One of the puzzles that first-time visitors to Hawai’i are often faced with is tipping…do you have to?…how much should you give?…can you offend by tipping? For many of us tipping is a foreign culture, so here are a few clues to help with the giving of gratuities…
1. When to tip:
Generally you tip when someone has provided good service – a taxi driver who got you there smoothly, a porter who looked after your luggage or a bartender who pours a good brew. These are the type of jobs that rely heavily on tips for their income, whereas other service jobs, like bus drivers, shop assistants or bank clerks, get paid a wage that doesn’t require tips to fill in the gaps. Tipping a professional, such as a dentist or hotel manager, is probably considered offensive, so use your own judgement, as in some cases people just want to do something nice and don’t expect to be paid for it.
2. How much to tip:
Firstly, check if gratuities are included, especially if you’re in a group. Some higher-class establishments will add your 20% tip to the bill, and even family dining venues have been known to include the tip.
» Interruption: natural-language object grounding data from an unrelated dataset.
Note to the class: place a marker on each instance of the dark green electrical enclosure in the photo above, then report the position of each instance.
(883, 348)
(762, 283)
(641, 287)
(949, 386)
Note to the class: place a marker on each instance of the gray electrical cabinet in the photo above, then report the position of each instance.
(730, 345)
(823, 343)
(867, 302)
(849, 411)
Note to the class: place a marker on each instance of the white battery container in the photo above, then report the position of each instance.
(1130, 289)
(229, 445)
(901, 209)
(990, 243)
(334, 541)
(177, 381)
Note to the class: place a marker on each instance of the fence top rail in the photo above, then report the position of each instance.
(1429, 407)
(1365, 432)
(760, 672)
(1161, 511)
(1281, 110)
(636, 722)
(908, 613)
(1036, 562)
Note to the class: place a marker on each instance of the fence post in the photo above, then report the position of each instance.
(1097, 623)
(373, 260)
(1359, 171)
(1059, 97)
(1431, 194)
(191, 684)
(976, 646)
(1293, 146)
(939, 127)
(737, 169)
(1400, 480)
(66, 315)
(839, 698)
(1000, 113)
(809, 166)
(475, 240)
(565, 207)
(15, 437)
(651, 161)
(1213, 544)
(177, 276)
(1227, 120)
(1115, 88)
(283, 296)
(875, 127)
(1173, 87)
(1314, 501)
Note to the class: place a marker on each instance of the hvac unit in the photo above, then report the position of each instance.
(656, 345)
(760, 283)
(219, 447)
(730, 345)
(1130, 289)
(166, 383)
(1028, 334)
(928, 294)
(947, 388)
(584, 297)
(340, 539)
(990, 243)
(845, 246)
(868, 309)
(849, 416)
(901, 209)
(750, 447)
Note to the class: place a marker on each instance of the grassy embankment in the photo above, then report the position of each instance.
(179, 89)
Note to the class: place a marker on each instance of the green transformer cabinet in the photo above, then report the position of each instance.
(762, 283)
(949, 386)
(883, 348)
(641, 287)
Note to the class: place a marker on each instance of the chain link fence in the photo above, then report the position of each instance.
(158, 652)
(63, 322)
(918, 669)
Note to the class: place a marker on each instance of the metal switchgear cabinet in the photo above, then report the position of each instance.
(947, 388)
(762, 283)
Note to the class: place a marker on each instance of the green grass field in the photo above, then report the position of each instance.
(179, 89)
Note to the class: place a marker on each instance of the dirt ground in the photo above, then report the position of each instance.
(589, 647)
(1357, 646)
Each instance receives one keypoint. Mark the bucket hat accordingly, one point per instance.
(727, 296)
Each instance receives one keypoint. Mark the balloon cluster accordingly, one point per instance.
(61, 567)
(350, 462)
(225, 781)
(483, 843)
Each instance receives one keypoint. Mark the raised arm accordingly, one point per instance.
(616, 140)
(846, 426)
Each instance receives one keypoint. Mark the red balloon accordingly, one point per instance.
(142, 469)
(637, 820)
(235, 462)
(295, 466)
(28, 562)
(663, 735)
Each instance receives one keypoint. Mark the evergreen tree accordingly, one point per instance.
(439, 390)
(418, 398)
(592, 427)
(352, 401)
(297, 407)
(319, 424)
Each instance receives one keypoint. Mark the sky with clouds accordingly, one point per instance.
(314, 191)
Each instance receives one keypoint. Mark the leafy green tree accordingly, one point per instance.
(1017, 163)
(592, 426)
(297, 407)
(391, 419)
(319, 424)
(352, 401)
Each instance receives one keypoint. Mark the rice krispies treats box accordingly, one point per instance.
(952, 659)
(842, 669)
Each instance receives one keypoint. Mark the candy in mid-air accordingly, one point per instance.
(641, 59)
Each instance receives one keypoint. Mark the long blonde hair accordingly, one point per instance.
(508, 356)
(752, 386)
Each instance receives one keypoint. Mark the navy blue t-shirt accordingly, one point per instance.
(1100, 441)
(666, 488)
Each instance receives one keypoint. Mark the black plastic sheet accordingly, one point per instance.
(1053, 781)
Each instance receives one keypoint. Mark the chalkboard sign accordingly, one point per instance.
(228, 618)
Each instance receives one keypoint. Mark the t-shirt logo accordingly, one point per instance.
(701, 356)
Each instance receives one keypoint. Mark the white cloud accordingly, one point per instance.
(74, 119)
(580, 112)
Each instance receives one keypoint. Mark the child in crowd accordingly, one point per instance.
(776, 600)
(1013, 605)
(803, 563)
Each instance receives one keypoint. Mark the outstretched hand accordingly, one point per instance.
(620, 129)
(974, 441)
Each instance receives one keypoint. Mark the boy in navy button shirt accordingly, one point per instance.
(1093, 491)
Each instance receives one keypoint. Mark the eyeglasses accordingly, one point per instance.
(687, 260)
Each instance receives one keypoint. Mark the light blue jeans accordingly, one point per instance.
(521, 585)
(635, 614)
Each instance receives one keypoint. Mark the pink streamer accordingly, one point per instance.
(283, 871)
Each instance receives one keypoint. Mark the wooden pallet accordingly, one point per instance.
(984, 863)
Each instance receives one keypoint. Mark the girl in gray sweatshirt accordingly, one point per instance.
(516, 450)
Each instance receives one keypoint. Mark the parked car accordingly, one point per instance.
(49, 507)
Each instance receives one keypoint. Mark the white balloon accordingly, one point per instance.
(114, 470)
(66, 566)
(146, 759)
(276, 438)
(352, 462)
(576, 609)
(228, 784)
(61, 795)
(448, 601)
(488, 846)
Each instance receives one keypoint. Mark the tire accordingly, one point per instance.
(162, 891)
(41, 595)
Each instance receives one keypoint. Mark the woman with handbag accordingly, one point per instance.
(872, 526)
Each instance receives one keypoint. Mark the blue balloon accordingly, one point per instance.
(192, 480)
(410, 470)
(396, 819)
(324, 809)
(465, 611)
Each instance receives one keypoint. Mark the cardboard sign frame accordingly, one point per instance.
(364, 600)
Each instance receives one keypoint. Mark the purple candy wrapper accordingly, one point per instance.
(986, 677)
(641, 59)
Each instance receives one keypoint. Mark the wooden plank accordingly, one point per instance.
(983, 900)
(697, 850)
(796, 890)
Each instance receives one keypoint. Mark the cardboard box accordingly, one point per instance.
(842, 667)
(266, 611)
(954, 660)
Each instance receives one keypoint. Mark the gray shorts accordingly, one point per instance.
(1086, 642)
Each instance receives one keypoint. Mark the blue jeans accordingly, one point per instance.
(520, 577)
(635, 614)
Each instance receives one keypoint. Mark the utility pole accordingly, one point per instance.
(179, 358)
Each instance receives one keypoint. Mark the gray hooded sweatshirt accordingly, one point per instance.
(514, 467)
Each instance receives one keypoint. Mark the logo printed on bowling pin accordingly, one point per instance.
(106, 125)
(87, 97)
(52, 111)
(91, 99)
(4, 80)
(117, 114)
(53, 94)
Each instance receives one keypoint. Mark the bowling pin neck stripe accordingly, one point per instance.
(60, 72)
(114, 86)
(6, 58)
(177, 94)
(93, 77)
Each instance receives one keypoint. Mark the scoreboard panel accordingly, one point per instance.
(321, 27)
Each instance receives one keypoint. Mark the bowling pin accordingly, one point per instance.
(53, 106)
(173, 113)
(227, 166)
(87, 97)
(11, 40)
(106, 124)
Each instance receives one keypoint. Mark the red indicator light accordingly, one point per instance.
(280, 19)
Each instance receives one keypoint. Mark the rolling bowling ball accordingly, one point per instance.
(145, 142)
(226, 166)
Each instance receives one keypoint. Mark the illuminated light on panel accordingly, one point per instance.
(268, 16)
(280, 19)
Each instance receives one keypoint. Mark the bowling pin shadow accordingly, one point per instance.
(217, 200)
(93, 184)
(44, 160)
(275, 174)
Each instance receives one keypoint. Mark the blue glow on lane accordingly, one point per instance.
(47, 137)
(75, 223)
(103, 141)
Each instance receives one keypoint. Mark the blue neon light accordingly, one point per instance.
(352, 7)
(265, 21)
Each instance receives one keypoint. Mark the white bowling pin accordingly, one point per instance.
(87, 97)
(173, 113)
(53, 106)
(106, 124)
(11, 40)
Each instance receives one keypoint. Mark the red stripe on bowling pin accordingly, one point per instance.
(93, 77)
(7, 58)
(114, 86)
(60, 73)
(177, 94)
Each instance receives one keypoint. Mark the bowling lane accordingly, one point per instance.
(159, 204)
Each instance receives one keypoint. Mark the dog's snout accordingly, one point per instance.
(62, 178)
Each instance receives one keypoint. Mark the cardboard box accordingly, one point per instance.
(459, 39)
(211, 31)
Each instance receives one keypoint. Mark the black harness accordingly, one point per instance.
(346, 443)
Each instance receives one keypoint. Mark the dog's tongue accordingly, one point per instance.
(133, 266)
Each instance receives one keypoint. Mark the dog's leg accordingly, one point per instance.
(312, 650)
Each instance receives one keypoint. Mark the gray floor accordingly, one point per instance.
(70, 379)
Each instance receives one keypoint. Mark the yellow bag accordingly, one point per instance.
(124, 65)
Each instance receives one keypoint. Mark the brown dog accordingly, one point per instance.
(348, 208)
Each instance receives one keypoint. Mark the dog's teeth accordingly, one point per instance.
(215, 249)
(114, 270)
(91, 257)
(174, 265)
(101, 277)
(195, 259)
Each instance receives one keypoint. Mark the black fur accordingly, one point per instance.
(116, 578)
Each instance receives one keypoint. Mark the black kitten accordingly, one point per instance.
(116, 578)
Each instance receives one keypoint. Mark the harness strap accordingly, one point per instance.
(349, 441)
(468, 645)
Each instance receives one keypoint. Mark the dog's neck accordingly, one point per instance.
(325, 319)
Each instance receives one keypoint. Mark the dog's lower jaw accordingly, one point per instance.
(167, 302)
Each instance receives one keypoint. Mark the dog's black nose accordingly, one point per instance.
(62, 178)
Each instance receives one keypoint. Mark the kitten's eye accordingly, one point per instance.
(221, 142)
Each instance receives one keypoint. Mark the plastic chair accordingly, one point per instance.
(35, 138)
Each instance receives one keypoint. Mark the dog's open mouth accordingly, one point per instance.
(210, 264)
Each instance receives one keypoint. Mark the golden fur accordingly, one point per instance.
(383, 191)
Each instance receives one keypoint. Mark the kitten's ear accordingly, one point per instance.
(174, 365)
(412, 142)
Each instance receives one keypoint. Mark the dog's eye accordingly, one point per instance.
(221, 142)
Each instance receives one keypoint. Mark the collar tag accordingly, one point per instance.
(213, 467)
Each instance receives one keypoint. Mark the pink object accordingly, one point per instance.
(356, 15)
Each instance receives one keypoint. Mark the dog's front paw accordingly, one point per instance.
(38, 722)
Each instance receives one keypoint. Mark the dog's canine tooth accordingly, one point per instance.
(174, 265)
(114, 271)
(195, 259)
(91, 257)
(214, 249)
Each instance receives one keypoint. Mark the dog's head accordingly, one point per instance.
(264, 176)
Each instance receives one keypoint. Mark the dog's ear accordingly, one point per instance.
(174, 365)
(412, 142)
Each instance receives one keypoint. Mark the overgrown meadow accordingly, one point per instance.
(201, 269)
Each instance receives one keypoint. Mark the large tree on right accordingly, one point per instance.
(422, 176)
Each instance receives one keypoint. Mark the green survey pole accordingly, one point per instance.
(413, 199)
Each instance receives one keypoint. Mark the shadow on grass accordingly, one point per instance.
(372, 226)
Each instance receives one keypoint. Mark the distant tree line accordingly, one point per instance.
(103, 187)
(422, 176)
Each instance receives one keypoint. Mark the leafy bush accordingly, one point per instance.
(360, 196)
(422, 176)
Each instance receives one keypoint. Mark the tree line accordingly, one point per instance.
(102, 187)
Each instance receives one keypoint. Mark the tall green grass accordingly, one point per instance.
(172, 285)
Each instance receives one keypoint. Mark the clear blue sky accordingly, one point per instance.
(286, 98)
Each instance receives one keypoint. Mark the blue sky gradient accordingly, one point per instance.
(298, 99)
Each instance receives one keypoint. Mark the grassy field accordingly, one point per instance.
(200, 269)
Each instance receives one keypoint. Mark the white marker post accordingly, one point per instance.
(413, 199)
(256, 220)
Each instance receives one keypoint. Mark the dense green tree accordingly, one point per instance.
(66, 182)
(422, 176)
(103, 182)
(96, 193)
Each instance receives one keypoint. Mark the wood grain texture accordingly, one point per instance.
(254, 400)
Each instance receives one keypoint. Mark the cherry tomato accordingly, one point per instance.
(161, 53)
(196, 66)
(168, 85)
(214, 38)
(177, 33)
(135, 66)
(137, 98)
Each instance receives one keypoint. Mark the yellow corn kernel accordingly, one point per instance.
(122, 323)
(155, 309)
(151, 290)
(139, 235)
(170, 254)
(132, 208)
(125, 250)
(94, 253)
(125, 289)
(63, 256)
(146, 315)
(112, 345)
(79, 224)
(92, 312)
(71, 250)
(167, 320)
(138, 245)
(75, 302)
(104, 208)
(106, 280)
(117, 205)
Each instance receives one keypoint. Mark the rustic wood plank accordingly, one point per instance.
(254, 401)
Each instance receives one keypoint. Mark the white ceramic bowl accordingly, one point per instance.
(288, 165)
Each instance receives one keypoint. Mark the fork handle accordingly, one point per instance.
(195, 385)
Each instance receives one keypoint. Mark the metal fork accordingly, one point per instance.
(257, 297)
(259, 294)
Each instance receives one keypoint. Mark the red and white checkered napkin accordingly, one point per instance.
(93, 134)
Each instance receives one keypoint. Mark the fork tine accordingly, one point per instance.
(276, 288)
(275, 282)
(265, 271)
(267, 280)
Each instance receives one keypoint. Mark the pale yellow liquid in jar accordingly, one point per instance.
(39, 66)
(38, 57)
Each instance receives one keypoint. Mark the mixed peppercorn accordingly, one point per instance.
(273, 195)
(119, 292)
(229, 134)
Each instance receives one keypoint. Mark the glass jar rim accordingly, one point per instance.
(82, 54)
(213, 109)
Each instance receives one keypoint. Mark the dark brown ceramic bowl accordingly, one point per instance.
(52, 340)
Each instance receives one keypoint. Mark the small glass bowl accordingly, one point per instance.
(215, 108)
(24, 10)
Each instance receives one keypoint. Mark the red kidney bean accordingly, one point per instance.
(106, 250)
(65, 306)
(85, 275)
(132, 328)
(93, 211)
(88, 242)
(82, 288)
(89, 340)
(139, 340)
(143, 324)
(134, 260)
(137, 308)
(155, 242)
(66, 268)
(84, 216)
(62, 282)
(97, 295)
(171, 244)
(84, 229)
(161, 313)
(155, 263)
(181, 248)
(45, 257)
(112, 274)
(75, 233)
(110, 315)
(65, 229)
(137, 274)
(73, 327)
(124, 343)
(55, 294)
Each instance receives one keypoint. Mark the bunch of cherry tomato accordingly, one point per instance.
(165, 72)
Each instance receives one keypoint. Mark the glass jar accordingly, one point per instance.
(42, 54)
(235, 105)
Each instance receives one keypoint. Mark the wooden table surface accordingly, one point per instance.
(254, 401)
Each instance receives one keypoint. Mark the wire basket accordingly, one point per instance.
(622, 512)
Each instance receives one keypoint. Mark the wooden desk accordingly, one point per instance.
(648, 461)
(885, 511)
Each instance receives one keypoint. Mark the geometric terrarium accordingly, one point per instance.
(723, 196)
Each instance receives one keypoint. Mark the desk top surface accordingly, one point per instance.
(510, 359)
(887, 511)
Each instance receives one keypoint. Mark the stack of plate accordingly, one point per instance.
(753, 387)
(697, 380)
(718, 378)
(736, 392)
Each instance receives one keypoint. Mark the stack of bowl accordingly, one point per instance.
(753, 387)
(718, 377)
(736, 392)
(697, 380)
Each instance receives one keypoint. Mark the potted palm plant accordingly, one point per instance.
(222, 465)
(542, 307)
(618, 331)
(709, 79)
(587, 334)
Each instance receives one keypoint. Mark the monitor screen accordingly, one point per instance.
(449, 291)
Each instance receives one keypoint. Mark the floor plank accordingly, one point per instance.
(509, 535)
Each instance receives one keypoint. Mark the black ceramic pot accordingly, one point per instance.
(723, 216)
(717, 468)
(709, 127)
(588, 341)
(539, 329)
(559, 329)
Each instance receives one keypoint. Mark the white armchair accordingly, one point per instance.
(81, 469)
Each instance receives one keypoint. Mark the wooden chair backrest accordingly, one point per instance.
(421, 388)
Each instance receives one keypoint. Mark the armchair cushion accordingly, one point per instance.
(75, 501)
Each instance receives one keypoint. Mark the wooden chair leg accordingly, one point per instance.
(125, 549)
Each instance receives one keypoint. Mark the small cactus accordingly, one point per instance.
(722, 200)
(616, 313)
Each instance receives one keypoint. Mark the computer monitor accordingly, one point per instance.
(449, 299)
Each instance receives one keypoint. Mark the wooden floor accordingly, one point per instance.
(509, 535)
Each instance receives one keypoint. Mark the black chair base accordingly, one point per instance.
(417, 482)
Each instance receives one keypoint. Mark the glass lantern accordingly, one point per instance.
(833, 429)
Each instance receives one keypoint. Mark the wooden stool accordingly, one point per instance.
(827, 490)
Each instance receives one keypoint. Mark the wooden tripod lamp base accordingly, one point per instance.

Here’s the general rule of thumb for appropriate amounts to tip, thanks to gohawaii.com/au:
Bar: $0.50-$1 US per drink
Housekeeping: $1 US per bed, per night
Luggage porters: $1 US per bag
Doorman: $1 US for calling a taxi
Room Service: 10-15% of the total bill
Taxi: 15% of fare
3. Do you have to tip:
The simple answer, NO. These days many locals will tell you that they only tip when they have received good service, and if they are not looked after, then there is no tip. Plus locals insist that the service must be exceptional to give top dollar. So it is at your discretion, remembering that to make a minimum wage many staff still rely heavily on tips.
Saying thanks for good service can be complex these days, so if you’ve got your own tips on tipping we’d love you to share in the comments.